Les EGA, une étape à risque

Xavier Delbecque

Les EGA, une étape à risque
L'atelier 5 des États généraux de l'alimentation a dégagé quelques pistes pour améliorer le revenu des agriculteurs. Mais seront-elles suffisantes ? - © P. Xicluna/Min.Agri.Fr

Les États généraux de l'alimentation ont suscité de lourdes attentes chez les agriculteurs. Mais au final, la filière viticole risque de perdre plus qu'elle ne gagnera, notamment sur le plan technique. Enquête.

Les EGA, une étape à risque
J. -C. Gutner et Cnaoc

Avis d'experts

« Nous n'accepterons pas le postulat de l'interdiction sur les molécules »

Jérôme Despey est vigneron, président du conseil spécialisé vin de FranceAgriMer et secrétaire général de la FNSEA.

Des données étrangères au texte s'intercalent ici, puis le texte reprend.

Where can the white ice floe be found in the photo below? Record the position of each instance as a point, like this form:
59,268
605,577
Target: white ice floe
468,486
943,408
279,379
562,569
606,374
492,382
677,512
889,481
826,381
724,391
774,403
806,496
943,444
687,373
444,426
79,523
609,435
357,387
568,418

« Nous ne voulons pas que ces EGA aboutissent à un objectif opposé à celui du départ, à savoir redonner à la filière de la compétitivité et de la valeur. Nous attendons de pouvoir favoriser les recommandations de volumes, prix et répartition de la valeur ajoutée au sein des interprofessions. Et au-delà du positionnement français, nous souhaitons que le gouvernement fasse bouger les lignes au niveau européen. De même, nous voulons améliorer la contractualisation, afin qu'elle prenne en compte les coûts de production. Et surtout, nous ne voulons pas que ce qui pourrait être fait pour la lisibilité de la production dans cette phase un, soit balayé par la phase deux sur l'alimentation et l'environnement. Nous ne pourrons pas accepter un postulat de l'interdiction de molécules alors que les autres pays de l'Union européenne n'y sont pas soumis. Nous ne voulons pas que l'émotion et le dogmatisme l'emportent tant qu'aucun produit de substitution n'existe. Ce serait la fin de la viticulture dans certaines zones prestigieuses. Nous sommes sur une trajectoire d'amélioration mais il ne faut surtout pas d'interdiction. Sinon, il faut que l'état mette les moyens pour la recherche et le développement. »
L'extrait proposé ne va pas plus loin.